Income tax returns (ITR) filing is a must for all, but many make mistakes that can easily be avoided. It can save them a lot of money. Here is a guide that offers you tailor-made tax planning process so that you benefit the most.

Income tax returns (ITR) filing: Tax planning holds different meaning for people of different age groups. People just beginning their careers, may sometimes not be so forthcoming in paying taxes since parting away with their hard earned money is not easy. Instead, they would look for ways that can help them save taxes. Similarly, people in their mid- 40s may be having different life goals. So they may have different options like Health Insurance or Term Insurance to save tax.

Tax planning guide for people in their 20s: For people in this age group, who have just started earning, tax planning and saving is not a priority. But that is not a good practice and would not help you in the longer-run. The rule is to start investing as early in your career to have adequate money when you retire. Also, this is the best time to taking risks, investment-wise. It would be wise for people in this age group to have a mix of both equity and debt oriented tax saving schemes. Schemes like ELSS Mutual Funds and ULIPs can be good long-term options for people in this age group for equity-focused investment and can also help them in getting tax deductions under Section 80C. It will also be prudent to invest a small amount at this age in debt-oriented tax schemes like PPF, NPS, etc. to get deductions under Section 80C.

Tax planning guide for people in their30s: Once you enter this age group, you may have got married and have a family to tend to. Your financial objective now must have shifted from earning and saving for yourself to ensuring financial well-being of your family as well. People in this age group should opt for Health Insurance policies for themselves and family and enjoy the deductions under Section 80D for the premium paid for maximum deduction up to Rs 25,000 for non-senior citizens. A life insurance cover would not only help in supporting your family during an emergency, but also get you tax deduction benefits under Section 80C. In this age group, people can get additional tax benefits for tuition fees if they have school going children. If you have bought a home through a loan, then tax deductions can also be availed under Sec 24. The equity-oriented tax saving should be continued in this age group, but should be done through the SIP mode to reduce the risks involved.

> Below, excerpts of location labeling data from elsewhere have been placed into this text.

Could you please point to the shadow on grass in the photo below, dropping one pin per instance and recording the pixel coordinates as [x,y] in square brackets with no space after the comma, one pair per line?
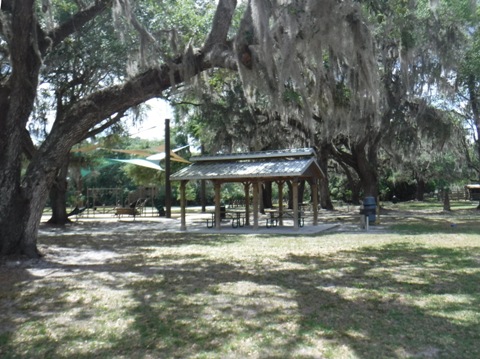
[394,301]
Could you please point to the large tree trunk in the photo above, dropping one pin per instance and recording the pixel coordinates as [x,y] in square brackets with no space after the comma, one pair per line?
[58,197]
[420,190]
[446,199]
[23,198]
[323,184]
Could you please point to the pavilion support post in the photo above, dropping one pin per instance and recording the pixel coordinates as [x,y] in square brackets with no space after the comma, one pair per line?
[295,203]
[246,187]
[314,189]
[280,201]
[183,205]
[217,186]
[255,204]
[168,186]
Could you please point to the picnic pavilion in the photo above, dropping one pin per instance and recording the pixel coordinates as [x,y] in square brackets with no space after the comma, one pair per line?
[252,169]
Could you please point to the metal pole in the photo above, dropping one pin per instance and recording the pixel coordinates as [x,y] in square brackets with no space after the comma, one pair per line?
[168,188]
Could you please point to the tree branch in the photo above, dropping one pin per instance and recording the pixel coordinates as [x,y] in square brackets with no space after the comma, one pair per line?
[71,26]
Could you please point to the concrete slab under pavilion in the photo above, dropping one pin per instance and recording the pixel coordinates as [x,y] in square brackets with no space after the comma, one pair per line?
[252,169]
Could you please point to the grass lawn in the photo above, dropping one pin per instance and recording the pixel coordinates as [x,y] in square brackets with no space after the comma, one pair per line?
[409,290]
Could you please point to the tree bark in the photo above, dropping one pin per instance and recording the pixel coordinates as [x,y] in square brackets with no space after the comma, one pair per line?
[324,155]
[420,191]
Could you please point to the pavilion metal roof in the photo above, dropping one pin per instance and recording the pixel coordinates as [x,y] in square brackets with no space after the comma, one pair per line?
[241,167]
[259,155]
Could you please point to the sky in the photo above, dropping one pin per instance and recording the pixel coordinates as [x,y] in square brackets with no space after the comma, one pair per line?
[153,128]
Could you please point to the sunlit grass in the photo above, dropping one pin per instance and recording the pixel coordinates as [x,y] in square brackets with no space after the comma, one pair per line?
[410,291]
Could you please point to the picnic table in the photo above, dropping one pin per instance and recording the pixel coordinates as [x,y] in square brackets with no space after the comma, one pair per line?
[275,215]
[237,216]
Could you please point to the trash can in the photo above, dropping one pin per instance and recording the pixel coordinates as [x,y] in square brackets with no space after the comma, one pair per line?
[369,209]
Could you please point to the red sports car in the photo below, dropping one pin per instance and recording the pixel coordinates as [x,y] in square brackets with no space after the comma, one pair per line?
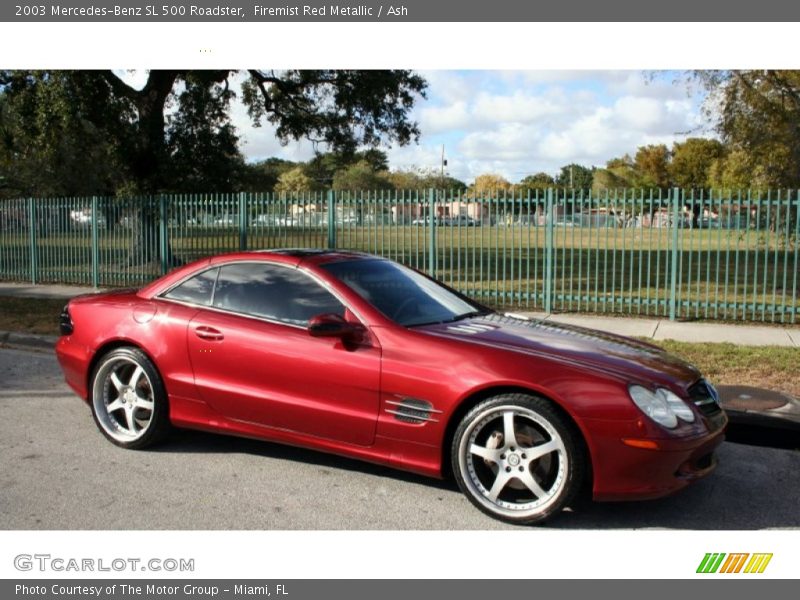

Tax planning guide for people in their 40s: By this age, you will be in the middle of your career and your household responsibilities might have increased. Hence, you can continue to avail tax benefits on health and life insurance premium, home loan, tuition fees. You can also shift your focus from tax equity-oriented investment scheme to debt focused tax saving schemes and work towards achieving your desired retirement corpus. Investing in NPS and other pension plans can help you with tax benefits as well as this is also the age where you begin to consolidate.

Tax planning guide for people in their 50s: Once you step into 50s, you should assess your retirement planning to ensure that your financial goals are achieved with your children settling down in their life. You should review your expected retirement corpus and work towards increasing it. You may have some additional funds hand now as your home loan or car loan must have been cleared by now. You can use sections 80 (C), 80 (D), 80 (CCD) etc. to avail tax benefits by investing in low-risk saving instruments like PPF and increasing your health cover along with a timely premium payment.

Once you enter the 60s, then your focus should be on capital protection and ensuring a regular flow of income along with tax saving. This can be achieved by investing in instruments like bank FDs, Senior citizen saving scheme and continue getting tax deduction benefit under Sec 80 (C) and 80 (D).

Tax planning, in short, is done according to different age groups and in line with an individual's financial objectives and risk appetite.